Now, there is one that is a good new to all orienteerers!! Ginseng! It is proved that it dilates the cerebral arteries and increases concentration in long term efforts. It's widely used by students in order to increase concentration. Maybe a solution to those mistakes in the last controls. Due to it's characteristics it is not a good option to hipertense people, but more studies are needed.

Then you have all those ergogenic aids that have a structured theory behind but don't work in the real world. L-carnitine is supposed to make you loose weight by increasing the usage of fat but some studies have shown that it enters circulation but doesn't get to the mitochondrial membrane where it has it's effects - Useless! CLA's seem to make animal models loose lots of weight but in human's only some people loose that desired weight while others are not affected.

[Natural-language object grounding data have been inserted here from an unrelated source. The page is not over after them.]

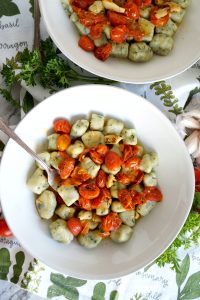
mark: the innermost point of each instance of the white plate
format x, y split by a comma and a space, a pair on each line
186, 49
152, 235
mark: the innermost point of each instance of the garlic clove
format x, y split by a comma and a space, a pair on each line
192, 142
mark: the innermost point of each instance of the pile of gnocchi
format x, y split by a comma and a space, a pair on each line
133, 29
106, 181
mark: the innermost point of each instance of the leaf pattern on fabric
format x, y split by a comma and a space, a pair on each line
8, 8
99, 291
17, 268
5, 263
64, 286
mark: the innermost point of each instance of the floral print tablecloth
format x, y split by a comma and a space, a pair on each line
19, 267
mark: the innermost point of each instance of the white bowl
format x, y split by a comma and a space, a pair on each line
185, 53
152, 235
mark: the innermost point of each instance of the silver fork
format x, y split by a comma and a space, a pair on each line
51, 173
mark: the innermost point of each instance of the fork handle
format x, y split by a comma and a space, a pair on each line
16, 138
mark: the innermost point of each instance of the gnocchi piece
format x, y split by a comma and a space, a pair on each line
96, 7
74, 150
113, 126
68, 193
92, 138
90, 167
178, 16
79, 128
116, 206
114, 172
97, 121
122, 234
148, 28
115, 189
65, 212
55, 159
52, 141
129, 136
38, 182
90, 240
161, 44
169, 29
128, 217
46, 204
112, 139
103, 209
144, 209
60, 232
140, 52
120, 50
45, 156
85, 215
150, 179
83, 30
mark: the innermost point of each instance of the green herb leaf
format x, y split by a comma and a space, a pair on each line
8, 8
99, 291
28, 102
184, 268
192, 287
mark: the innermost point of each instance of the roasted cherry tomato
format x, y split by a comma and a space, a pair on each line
112, 160
101, 179
61, 126
152, 193
89, 190
85, 203
158, 21
118, 34
103, 52
63, 142
4, 229
126, 199
111, 222
96, 157
66, 167
86, 43
123, 178
132, 10
74, 225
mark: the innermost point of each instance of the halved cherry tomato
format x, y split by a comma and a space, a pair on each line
158, 21
117, 18
85, 203
103, 52
123, 178
132, 10
152, 193
111, 222
63, 142
79, 174
61, 126
129, 151
118, 34
89, 190
86, 43
132, 162
4, 229
74, 225
102, 150
96, 157
112, 160
66, 167
136, 176
101, 179
126, 199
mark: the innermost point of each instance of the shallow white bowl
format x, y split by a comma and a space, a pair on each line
186, 49
152, 235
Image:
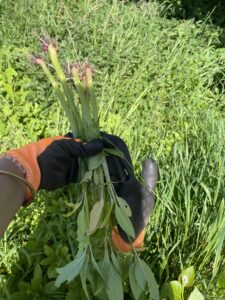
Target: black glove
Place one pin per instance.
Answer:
(138, 196)
(58, 163)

Another myth is that if you consume lots of proteins your muscles will grow more. This is a proved myth. Almost all of us in developed countries ingest more than the 10% protein intake that is recommended - it's enought even for an athlete. If you consume much more than that, your body won't use it and will turn it into urea that is excreted in the urine. Abuse of protein supplementation is the worst thing you can do, once it will decrease the blood ph too (and an athlete doesn't want it).

Basically, the ergogenic aids that could give you a little help are: caffeine (to medium or long term exercises), creatine (short term exercises, not to orienteering, of course!!), HMB (in the post-exercise recovery, the one that has shown more proved results), BCAA's (in muscle sparing) and vitamins and minerals (only if you have an alimentary deficit).

Resuming it all, If you have a healthy and balanced diet, you won't need any supplement. If you have a decompensated intake of any nutrient, then a supplement may help you in a short term usage. The ergogenic aids just may help you a little bit; the idea that you can be a running machine just with the "magic pill" is a myth.

This theme could go on and on, but here are just some facts of the main ergogenic aids that are commonly used. If you want to know more, just type the name of it at any search engine and you will find lots and lots of information (the most of it, is made by those who sell them, so be careful)As my teacher ended her presentation, be careful with FASHIONS and MIXTURES!